Divorcé de la mère de cette dernière, il a construit avec sa fille une relation forte. Celle-ci se voit malmenée par la présence d'un évènement inattendu. Alors qu'il questionne Lloyd sur ses projets d'avenir (qui ne vont pas bien loin), voilà le fisc qui débarque à sa porte et l'accuse d'avoir détourné d'importantes sommes d'argent...


Culte dans son pays d'origine, "Say Anything' est une bien étrange page de l'histoire des teen movies. Si le genre souffre d'une mauvaise réputation (qui est, ne le nions pas, parfois justifiée), Cameron Crowe va tenter de surpasser le poids des conventions pour proposer une alternative, en cette fin de décennie où nombre de classiques étaient déjà sortis.

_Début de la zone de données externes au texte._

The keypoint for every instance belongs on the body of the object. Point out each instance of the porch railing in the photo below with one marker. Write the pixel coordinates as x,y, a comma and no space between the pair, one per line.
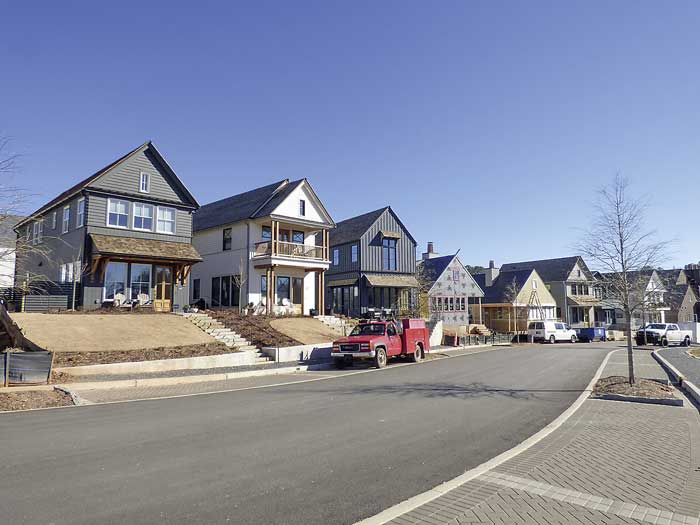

Quand le film commence, le lycée est déjà terminé. Les enjeux de pouvoir, les problèmes de réputation, d'image de soi, sont loin. Le récit se déroule dans une période intermédiaire, quand les projets d'avenir ne sont pas encore prêts et que l'existence semble flotter dans un espace de transition. Ce n'est pas un temps propice à la pose de rails sur lesquels nous pouvons faire glisser notre destin. Parfois nous avons juste envie d'improviser. C'est exactement ce que font Lloyd et Diane, avec tous les désagréments que l'improvisation suppose : maladresse des mélodies, sentiments paradoxaux, hésitations qui font tantôt avancer, tantôt reculer... Ce qui impressionne dans "Say Anything", ce sont tous ces instants de micro-poésie, quand la note sonne juste sans que l'on sache comment celle-ci a pu naître. Cela tient parfois à une réplique bien lancée, comme celle que j'ai choisi en guise de titre pour ma critique. Elle est itérée lors d'une très courte séquence, où Diane dîne avec sa mère. En quelques mots sont évoqués avec justesse les difficultés de compréhension entre une fille fidèle à son père et une mère qui a refait sa vie en oubliant d'y associer sa progéniture. Pas besoin de développer plus, pas besoin d'écrire une dissertation. Une improvisation ne se développe pas. Elle agit et parle pour elle-même.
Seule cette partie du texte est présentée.